A double whammy is about to hit the U.S. Postal Service. At the close of business today – August 1, 2012 – the Postal Service will be in default on a $5.5 billion payment owed the U.S. Treasury. And on September 30, 2012, the Postal Service will default on another $5.6 billion payment. Will this $11.1 billion default impact postal contractors? No it won’t, according to the agency. But it certainly won’t help those who are doing business with the Postal Service.
The missed payments are contributions that Congress required USPS to make to pre-fund health care benefits for future retirees. This includes funding for workers who have not yet been hired – let alone retired. Since 2007, the Postal Service has already contributed approximately $38 billion to this fund. Most news articles discussing this matter neglect to mention this pool of $38 billion, leading many to believe that the Postal Service is already insolvent.

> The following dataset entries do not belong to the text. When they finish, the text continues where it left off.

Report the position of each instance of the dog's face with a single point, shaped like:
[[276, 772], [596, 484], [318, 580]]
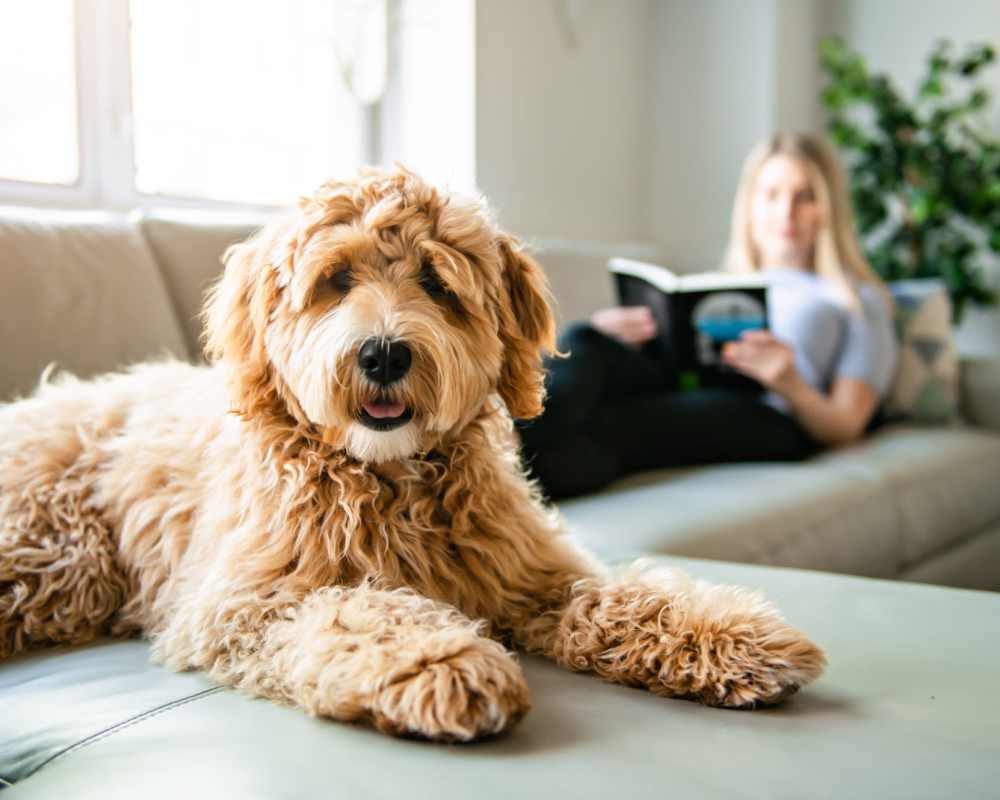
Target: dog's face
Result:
[[383, 314]]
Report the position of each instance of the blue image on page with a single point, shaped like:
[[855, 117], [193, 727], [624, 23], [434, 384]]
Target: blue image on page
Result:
[[723, 317]]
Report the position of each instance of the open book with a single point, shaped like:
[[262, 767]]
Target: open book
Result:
[[695, 315]]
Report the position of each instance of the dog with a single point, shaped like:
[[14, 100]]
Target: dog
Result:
[[333, 513]]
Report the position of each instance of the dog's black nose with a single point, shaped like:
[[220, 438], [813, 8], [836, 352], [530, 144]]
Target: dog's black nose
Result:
[[384, 361]]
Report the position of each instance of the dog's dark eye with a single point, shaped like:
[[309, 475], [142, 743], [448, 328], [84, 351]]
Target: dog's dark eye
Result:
[[431, 283], [437, 291], [342, 280]]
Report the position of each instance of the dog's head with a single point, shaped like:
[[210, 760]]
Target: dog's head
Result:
[[382, 314]]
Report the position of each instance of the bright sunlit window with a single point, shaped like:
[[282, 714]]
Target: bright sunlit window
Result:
[[126, 103], [38, 132], [246, 100]]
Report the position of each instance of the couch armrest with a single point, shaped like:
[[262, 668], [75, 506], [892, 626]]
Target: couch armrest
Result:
[[980, 391]]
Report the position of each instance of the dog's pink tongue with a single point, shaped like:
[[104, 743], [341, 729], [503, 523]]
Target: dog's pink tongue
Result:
[[383, 410]]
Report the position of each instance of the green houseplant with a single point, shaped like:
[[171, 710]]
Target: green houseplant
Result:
[[924, 173]]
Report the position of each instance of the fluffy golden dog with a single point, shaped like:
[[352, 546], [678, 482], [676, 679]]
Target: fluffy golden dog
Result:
[[333, 514]]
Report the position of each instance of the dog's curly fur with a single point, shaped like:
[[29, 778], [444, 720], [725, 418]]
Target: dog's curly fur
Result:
[[245, 519]]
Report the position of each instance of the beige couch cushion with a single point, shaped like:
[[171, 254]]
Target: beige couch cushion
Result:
[[80, 289], [874, 509], [189, 248], [781, 513]]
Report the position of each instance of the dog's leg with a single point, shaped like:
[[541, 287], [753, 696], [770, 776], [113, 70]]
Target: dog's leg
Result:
[[678, 637], [409, 665], [59, 581]]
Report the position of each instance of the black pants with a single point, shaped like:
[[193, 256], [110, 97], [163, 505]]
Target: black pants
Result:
[[610, 413]]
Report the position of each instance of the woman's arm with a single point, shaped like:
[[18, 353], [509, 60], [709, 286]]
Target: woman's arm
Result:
[[837, 418]]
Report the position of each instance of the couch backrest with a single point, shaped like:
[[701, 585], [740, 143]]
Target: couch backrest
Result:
[[188, 247], [81, 290]]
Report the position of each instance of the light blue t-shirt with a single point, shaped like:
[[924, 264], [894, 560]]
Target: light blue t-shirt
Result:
[[829, 339]]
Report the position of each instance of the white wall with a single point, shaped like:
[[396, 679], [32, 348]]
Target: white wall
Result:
[[563, 129]]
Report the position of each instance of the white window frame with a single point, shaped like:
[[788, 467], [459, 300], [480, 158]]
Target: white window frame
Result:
[[106, 178]]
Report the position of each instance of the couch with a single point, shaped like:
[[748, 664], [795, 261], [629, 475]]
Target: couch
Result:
[[911, 502], [912, 667]]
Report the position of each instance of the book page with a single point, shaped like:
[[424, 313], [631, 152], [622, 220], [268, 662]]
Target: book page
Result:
[[661, 277]]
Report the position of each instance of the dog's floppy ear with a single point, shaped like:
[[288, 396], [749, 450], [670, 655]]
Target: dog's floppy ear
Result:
[[527, 329], [235, 318]]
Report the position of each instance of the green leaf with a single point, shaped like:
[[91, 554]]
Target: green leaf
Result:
[[932, 87]]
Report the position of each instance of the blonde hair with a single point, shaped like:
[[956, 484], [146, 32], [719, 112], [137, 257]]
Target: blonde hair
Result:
[[837, 256]]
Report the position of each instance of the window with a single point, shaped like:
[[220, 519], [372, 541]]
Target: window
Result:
[[123, 103], [38, 137]]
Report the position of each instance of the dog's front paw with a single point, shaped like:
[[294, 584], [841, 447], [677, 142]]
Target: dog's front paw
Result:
[[735, 651], [477, 692], [759, 664]]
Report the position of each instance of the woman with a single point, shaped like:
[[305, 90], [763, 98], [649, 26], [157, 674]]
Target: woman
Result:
[[826, 362]]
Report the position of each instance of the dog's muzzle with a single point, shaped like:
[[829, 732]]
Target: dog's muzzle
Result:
[[383, 361]]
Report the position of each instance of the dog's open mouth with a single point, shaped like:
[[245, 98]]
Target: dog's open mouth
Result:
[[382, 415]]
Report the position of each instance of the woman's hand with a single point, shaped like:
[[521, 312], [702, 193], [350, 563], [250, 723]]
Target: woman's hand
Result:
[[766, 359], [628, 324]]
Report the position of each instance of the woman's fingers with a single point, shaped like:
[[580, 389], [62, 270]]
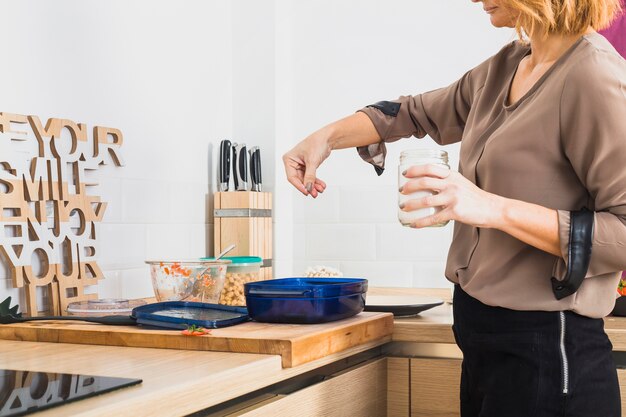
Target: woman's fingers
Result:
[[435, 200], [428, 170], [423, 183], [295, 173], [437, 218]]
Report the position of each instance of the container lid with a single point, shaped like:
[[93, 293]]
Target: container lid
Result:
[[306, 287], [104, 306], [203, 261], [180, 314], [240, 260]]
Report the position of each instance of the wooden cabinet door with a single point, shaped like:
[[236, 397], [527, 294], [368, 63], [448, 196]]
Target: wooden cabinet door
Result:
[[435, 387]]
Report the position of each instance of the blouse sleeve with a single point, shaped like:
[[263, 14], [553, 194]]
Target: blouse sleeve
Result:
[[593, 135], [440, 113]]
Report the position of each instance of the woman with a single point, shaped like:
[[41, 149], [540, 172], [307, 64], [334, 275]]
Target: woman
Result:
[[542, 126]]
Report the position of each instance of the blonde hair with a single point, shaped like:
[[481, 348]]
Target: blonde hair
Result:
[[565, 17]]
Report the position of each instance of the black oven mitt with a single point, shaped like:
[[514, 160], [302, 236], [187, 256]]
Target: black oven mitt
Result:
[[579, 254]]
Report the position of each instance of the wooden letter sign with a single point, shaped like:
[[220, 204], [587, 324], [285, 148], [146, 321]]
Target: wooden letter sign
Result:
[[49, 223]]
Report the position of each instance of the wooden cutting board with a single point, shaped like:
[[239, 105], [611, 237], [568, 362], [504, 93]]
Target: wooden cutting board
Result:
[[296, 344]]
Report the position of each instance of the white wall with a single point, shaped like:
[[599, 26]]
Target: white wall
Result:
[[178, 76], [162, 72], [350, 53]]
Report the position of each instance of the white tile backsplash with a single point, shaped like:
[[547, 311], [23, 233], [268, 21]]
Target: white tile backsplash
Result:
[[340, 242], [323, 209], [368, 204], [110, 191], [168, 241], [187, 202], [145, 201], [430, 274], [396, 242], [136, 283], [299, 238], [380, 274], [122, 245]]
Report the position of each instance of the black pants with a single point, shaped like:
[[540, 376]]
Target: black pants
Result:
[[533, 363]]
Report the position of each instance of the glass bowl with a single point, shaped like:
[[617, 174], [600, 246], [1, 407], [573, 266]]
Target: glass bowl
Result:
[[200, 281]]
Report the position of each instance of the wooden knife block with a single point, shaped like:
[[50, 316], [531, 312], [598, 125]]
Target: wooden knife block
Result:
[[245, 219]]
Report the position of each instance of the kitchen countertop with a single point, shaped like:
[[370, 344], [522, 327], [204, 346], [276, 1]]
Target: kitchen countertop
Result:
[[178, 382], [434, 325], [175, 382]]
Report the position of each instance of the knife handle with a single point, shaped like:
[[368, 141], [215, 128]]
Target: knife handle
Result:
[[255, 168], [240, 166], [224, 174]]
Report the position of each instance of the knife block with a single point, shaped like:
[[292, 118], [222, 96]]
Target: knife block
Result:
[[245, 219]]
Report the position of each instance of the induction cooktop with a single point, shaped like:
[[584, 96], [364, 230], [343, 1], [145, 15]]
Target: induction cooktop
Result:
[[24, 392]]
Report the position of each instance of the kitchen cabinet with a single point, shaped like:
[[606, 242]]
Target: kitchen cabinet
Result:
[[357, 391], [418, 387], [398, 387], [435, 387]]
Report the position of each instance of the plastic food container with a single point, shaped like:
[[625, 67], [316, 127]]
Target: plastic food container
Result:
[[103, 307], [240, 271], [180, 314], [305, 300], [199, 281]]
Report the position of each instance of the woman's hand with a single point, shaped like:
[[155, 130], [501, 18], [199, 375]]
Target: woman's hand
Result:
[[459, 199], [303, 160], [462, 201]]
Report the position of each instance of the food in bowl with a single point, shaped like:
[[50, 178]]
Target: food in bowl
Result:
[[242, 270], [199, 281]]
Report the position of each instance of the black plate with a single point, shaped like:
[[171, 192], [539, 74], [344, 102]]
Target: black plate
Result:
[[400, 305]]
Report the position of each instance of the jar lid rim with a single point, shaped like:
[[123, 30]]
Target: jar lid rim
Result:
[[424, 151]]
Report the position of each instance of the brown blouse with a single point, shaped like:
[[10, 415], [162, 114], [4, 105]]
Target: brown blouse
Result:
[[562, 146]]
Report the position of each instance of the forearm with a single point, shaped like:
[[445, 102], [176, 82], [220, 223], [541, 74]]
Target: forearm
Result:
[[350, 132], [533, 224]]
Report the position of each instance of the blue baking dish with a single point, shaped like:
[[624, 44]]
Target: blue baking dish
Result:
[[305, 300], [181, 314]]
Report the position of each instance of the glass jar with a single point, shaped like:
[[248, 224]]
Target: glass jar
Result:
[[411, 158]]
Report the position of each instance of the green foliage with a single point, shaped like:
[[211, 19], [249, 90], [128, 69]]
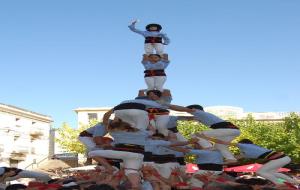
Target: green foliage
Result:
[[278, 136], [67, 137]]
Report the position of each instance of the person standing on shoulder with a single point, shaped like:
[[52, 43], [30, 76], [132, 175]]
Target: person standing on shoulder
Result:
[[154, 39]]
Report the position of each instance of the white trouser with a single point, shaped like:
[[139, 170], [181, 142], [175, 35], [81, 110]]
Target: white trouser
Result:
[[165, 169], [180, 137], [132, 161], [87, 142], [136, 118], [149, 47], [161, 122], [30, 174], [224, 135], [270, 170], [194, 182], [155, 82]]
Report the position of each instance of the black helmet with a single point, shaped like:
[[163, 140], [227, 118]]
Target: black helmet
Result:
[[153, 24], [195, 106]]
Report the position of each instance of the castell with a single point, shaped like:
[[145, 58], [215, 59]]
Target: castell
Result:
[[146, 138], [138, 145]]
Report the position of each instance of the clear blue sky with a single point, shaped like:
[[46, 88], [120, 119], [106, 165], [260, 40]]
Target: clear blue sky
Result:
[[56, 55]]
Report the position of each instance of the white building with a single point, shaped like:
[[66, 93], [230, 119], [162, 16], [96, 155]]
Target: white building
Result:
[[84, 115], [24, 137]]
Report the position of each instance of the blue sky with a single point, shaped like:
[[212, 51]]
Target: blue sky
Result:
[[56, 55]]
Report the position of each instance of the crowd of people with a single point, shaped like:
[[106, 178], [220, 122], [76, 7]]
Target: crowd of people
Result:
[[145, 150]]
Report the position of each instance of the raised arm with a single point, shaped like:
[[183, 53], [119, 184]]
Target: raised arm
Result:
[[141, 93], [165, 38], [145, 59], [106, 117], [180, 108], [133, 29]]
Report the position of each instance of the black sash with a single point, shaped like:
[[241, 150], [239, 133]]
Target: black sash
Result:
[[151, 39], [126, 106], [224, 125], [211, 167]]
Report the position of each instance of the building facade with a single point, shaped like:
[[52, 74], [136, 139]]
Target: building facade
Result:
[[84, 115], [24, 137]]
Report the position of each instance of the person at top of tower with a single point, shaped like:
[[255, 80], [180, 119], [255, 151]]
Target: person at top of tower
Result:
[[155, 66], [154, 39]]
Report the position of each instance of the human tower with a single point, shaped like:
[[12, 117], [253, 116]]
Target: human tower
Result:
[[146, 140]]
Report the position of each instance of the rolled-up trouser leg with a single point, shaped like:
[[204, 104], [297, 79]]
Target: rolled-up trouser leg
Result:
[[136, 118], [87, 142], [159, 82], [161, 122], [269, 170], [180, 137], [150, 82], [225, 135], [159, 48], [31, 174], [148, 48]]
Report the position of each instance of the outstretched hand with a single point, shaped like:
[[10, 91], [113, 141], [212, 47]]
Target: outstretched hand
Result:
[[134, 21]]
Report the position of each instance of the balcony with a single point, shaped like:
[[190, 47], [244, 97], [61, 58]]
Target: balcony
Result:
[[17, 156], [36, 133], [20, 149]]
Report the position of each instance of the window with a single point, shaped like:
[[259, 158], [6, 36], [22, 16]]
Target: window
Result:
[[92, 116], [13, 163]]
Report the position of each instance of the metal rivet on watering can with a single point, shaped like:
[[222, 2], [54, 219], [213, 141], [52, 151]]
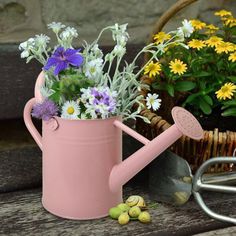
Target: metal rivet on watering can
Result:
[[52, 124]]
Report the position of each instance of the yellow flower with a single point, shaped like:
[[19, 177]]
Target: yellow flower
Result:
[[152, 69], [160, 37], [229, 21], [211, 29], [177, 67], [224, 47], [213, 41], [226, 91], [197, 24], [232, 57], [222, 13], [195, 43]]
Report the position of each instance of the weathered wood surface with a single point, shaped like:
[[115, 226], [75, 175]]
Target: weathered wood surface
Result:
[[21, 159], [18, 78], [21, 213], [230, 231]]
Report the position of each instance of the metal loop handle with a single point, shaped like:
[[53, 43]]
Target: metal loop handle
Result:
[[198, 185]]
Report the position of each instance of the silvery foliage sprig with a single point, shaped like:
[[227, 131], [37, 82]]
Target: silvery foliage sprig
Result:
[[124, 81]]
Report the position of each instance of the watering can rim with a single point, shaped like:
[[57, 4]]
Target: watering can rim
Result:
[[117, 117]]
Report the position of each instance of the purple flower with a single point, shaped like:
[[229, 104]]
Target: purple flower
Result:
[[99, 101], [61, 59], [45, 110]]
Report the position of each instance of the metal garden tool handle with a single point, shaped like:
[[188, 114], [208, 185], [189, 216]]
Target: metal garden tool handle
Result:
[[198, 185]]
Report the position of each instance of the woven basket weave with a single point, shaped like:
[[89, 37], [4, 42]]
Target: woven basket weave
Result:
[[213, 144]]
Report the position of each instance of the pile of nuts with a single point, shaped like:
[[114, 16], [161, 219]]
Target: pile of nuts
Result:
[[134, 208]]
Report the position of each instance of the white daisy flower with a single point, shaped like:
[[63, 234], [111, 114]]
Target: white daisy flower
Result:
[[56, 26], [41, 40], [93, 68], [70, 110], [26, 47], [119, 50], [187, 28], [97, 51], [152, 101]]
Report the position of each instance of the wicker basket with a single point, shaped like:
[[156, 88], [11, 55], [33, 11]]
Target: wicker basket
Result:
[[213, 144]]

The Postal Service has sought to downplay the impact of this default, issuing the following statement that there would be no impact on its operations:
“This action will have no material effect on the operations of the Postal Service. We will fully fund our operations, including our obligation to provide universal postal services to the American people. We will continue to deliver the mail, pay our employees and suppliers and meet our other financial obligations. Postal Service retirees and employees will also continue to receive their health benefits. Our customers can be confident in the continued regular operations of the Postal Service.”
Postal contractors will note that the above statement includes an assurance that it will “continue to … pay our employees and suppliers and meet our other financial obligations.” Thus, suppliers should have no immediate concern about the Postal Service’s ability to make good on its financial commitments to them. Still, the negative publicity could cause financial institutions and vendors who work with postal suppliers to become concerned.
The Postal Service is not to blame here. There are many possible paths out of the Postal Service’s current financial predicament, but all of them eventually lead to roadblocks that only Congress can remove. That Congress has allowed the Postal Service to default on these payments, which USPS warned of at least a year ago, is a sad state of affairs. If Congress cannot fix the $65 billion per year Postal Service, how can it solve larger problems, such as trillion dollar budget deficits? A pox on both Congressional houses for allowing this to happen.
Can the Postal Service be fixed? Most assuredly, it can. There are many different ways, including several suggested by postal management, such as:
- Allow USPS the option to provide five-day delivery.
- Return $11 billion in over-payments made to the Federal Employee Retirement System (FERS) and revise the retiree pre-funding mandate.
- Increase and revise postage rates.
- Relax service standards to allow more productive use of processing plants.
- Close unneeded and under-utilized facilities and post offices.
- Allow post offices to sell more than just stamps, or contract out the retail function.
- Contract out those functions that can be performed more economically by the private sector.
A large part of the Postal Service’s financial problem also stems from having too many employees and an inability or reluctance to right-size the workforce. This predicament can be blamed in part on postal management and in part on Congress, which created a system that has locked the agency into inflexible collective bargaining agreements. Still, even this problem can be managed, if only Congress would allow the Postal Service to do so.